By Jim Christie
SAN FRANCISCO (Reuters) - California's Democratic-controlled state Assembly on Friday passed a pension reform plan that cuts back some of the most generous public employee retirement benefits in the nation, although its immediate effect may be to fan a political fight over tax increases.
The pension bill, unveiled by Governor Jerry Brown on Tuesday after months of talks with fellow Democrats, would modestly raise retirement ages and reduce benefits for new employees. It also eliminates some abusive practices that have led to exorbitant pensions for a relative handful of workers.
The state Senate is expected to pass the legislation later on Friday, and Brown is eager to sign it.
California's public pension plans are underfunded by hundreds of billions of dollars, although the depth of the problem is a matter of heated debate. The California Public Employees Retirement System (Calpers), the state's main pension plan and the largest of its kind in the country, said the new legislation will save $42 billion to $55 billion over 30 years.
The ability of a state government controlled by Democrats to defuse an issue that Republicans have seized on in Wisconsin and other states could have national implications for the widespread crisis in state and local finance.
The California Assembly approved the bill by a 48-8 vote.
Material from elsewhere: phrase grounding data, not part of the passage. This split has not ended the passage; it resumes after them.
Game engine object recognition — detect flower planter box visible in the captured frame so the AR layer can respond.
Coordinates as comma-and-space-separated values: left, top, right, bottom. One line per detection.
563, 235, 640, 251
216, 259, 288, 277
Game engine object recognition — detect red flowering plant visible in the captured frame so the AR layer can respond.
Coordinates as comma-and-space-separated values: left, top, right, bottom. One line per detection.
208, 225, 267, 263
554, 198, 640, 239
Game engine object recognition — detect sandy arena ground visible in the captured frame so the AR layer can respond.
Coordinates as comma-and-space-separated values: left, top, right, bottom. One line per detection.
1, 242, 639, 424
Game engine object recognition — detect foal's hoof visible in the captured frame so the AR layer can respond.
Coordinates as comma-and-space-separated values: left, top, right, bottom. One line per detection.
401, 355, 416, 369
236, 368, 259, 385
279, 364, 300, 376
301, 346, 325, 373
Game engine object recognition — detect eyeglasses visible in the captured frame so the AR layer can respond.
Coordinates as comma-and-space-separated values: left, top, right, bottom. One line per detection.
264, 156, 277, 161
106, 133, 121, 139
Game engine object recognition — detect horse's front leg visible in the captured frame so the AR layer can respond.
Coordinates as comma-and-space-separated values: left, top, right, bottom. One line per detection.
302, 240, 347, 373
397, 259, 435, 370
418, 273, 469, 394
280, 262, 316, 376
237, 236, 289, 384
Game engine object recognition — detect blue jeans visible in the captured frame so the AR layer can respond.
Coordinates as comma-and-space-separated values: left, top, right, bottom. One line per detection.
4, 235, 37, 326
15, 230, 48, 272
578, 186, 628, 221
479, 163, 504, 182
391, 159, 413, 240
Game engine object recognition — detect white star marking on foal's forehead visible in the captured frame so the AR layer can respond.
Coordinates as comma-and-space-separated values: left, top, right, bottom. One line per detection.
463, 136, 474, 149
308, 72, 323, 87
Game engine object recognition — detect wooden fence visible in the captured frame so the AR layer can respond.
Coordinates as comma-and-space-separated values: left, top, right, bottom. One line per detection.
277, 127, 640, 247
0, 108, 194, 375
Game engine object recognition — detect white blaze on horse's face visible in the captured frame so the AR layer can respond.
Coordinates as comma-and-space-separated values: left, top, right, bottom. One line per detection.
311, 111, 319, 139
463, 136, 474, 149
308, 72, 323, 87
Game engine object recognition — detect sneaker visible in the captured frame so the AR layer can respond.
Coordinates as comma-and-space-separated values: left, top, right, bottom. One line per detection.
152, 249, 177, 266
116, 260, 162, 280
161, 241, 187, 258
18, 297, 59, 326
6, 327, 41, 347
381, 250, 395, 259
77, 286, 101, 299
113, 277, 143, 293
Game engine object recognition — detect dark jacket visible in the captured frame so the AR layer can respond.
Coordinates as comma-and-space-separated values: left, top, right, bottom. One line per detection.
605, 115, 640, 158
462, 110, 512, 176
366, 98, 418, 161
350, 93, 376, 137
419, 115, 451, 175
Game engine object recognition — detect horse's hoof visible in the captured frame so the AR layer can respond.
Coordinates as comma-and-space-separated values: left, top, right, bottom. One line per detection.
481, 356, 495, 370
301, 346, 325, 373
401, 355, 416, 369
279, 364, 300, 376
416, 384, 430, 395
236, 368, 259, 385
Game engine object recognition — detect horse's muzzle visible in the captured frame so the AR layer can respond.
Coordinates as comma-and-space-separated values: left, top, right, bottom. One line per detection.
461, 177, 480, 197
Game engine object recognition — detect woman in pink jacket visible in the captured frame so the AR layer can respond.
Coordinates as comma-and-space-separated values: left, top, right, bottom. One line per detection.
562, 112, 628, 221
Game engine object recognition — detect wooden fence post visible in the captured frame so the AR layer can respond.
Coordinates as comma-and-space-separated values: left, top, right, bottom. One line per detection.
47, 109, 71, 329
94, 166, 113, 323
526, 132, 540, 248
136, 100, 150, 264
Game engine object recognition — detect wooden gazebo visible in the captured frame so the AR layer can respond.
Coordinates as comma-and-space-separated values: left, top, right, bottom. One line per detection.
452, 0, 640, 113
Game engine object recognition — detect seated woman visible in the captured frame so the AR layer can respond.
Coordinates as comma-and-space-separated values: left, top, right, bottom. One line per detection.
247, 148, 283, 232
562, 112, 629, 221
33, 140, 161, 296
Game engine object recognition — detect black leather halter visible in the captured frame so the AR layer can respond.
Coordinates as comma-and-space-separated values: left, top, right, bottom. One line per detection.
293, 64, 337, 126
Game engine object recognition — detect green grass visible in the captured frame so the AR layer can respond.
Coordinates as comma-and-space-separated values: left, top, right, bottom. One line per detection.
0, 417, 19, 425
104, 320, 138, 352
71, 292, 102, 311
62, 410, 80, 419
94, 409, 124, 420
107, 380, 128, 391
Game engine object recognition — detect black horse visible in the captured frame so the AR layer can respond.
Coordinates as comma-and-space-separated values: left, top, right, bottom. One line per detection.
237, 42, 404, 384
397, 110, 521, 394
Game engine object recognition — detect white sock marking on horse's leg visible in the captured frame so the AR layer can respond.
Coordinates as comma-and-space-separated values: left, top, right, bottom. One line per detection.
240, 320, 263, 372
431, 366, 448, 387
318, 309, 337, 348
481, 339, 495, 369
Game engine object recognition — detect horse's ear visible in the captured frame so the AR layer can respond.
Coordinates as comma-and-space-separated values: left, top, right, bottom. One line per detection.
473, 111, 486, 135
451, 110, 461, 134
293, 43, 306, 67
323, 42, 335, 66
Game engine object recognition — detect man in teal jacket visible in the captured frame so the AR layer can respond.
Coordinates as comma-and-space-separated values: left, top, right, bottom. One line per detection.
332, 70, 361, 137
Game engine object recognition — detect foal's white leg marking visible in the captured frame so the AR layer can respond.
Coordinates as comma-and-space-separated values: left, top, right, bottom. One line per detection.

Unions cried foul, though critics argued that the protestations were really a show to help convince the public that the reforms were real.
Brown has repeatedly said that pension reform will show Sacramento's commitment to check spending, which in turn will help sell voters on his November ballot initiative to raise the state's sales tax and boost income taxes on wealthy Californians.
The tax measure has long been central to Brown's plans to restore the state's fiscal health. The measure would prevent further spending cuts in a state where the budget has already been slashed dramatically in recent years, and thus is strongly supported by teachers' unions and other state workers.
Brown originally proposed bigger changes in a 12-point pension plan.
"The governor offered us a car," said Republican Assembly member Chris Norby, who supported the original plan. "This is more like a tricycle. It's never going to get us there."
Jim Beall Jr., an Assembly Democrat, responded: "This is not something we're going to do overnight. We're going to have to work on this over the next several years."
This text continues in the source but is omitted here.